Unsere Ergebnisse zeigen, dass Ginsenosid Rb1 die durch MPTP verursachte motorische Schädigung wiederherstellen und die durch MPTP verursachte Verringerung der TH-Tyrosin-positiven Kinase deutlich verbessern kann. Dies bietet relevante Methoden für die weitere Behandlung der Parkinson-Krankheit und die Entwicklung und Verwendung von Wirkstoffen in der traditionellen chinesischen Medizin. Unsere Studie zeigte auch, dass Ginsenosid Rb1 signifikante Unterschiede im anti-apoptotischen Protein Bcl-2 aufwies.
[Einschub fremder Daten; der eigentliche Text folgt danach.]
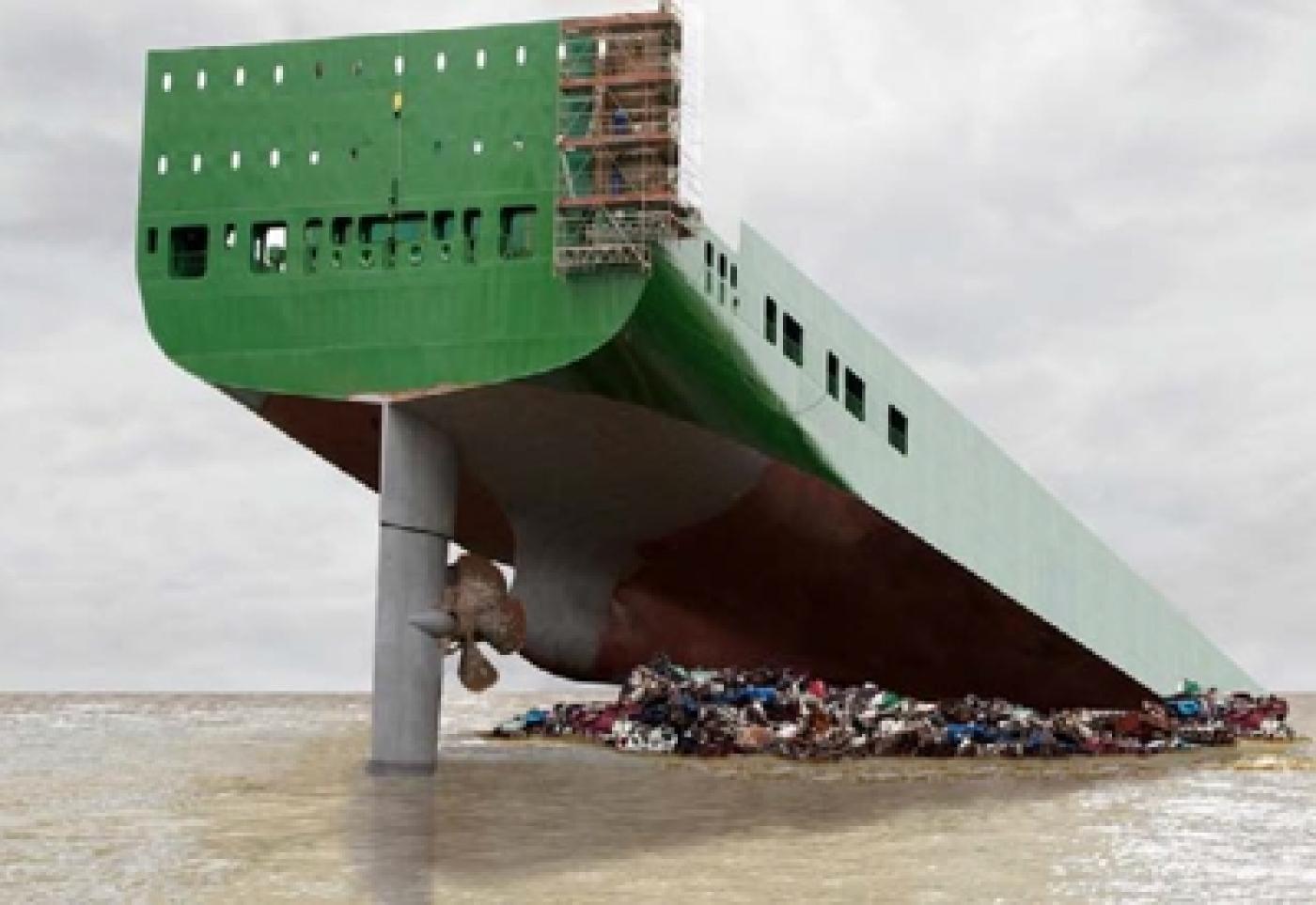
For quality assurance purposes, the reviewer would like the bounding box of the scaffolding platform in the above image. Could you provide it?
[554,8,697,275]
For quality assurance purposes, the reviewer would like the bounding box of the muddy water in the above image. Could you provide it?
[0,694,1316,902]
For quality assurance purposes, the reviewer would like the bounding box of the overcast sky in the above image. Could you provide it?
[0,0,1316,689]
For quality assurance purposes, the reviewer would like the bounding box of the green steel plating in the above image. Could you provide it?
[131,15,1257,691]
[138,23,644,398]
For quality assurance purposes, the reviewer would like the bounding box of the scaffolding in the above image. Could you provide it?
[554,4,695,273]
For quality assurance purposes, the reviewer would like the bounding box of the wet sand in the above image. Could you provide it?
[0,691,1316,902]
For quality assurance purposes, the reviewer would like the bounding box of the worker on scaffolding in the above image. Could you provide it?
[612,104,631,135]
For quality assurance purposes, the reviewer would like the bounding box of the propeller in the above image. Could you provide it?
[412,554,525,692]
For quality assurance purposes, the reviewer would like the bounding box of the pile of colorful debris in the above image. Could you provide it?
[493,659,1293,760]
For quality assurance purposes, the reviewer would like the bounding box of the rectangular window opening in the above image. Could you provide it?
[433,211,457,260]
[887,405,909,455]
[302,217,325,273]
[845,368,865,421]
[782,315,804,367]
[358,214,394,244]
[168,226,211,280]
[251,223,289,273]
[499,205,539,257]
[332,217,352,244]
[462,208,484,264]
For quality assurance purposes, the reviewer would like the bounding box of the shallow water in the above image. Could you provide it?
[0,689,1316,902]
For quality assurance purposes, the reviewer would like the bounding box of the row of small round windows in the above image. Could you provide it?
[155,137,525,177]
[161,46,534,93]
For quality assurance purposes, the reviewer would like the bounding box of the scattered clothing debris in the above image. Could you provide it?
[493,658,1295,760]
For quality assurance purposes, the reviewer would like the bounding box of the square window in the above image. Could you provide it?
[782,315,804,367]
[168,226,211,280]
[499,205,537,257]
[434,211,457,242]
[329,217,352,244]
[462,208,484,264]
[251,223,289,273]
[887,405,909,455]
[845,368,866,421]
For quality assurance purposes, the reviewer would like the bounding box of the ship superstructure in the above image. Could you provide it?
[137,7,1254,763]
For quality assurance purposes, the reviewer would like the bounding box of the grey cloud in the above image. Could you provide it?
[0,0,1316,688]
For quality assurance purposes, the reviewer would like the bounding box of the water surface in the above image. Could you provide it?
[0,689,1316,902]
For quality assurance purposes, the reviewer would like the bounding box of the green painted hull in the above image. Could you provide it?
[137,23,1257,694]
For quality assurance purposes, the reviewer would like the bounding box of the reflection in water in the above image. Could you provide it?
[0,694,1316,902]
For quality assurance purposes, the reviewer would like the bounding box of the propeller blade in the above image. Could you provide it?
[457,638,497,694]
[475,597,525,654]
Obwohl Ginsenosid Rb1 keine signifikanten Unterschiede in den Expressionsniveaus von FP1 und CaMKII zeigte, verursachte MPTP eine Abnahme der FP1-Expression, was einige Ideen für verwandte Forschung liefern kann. Darüber hinaus müssen noch andere Mechanismen von Ginsenosid Rb1 neben anti-apoptotischen Proteinen untersucht werden.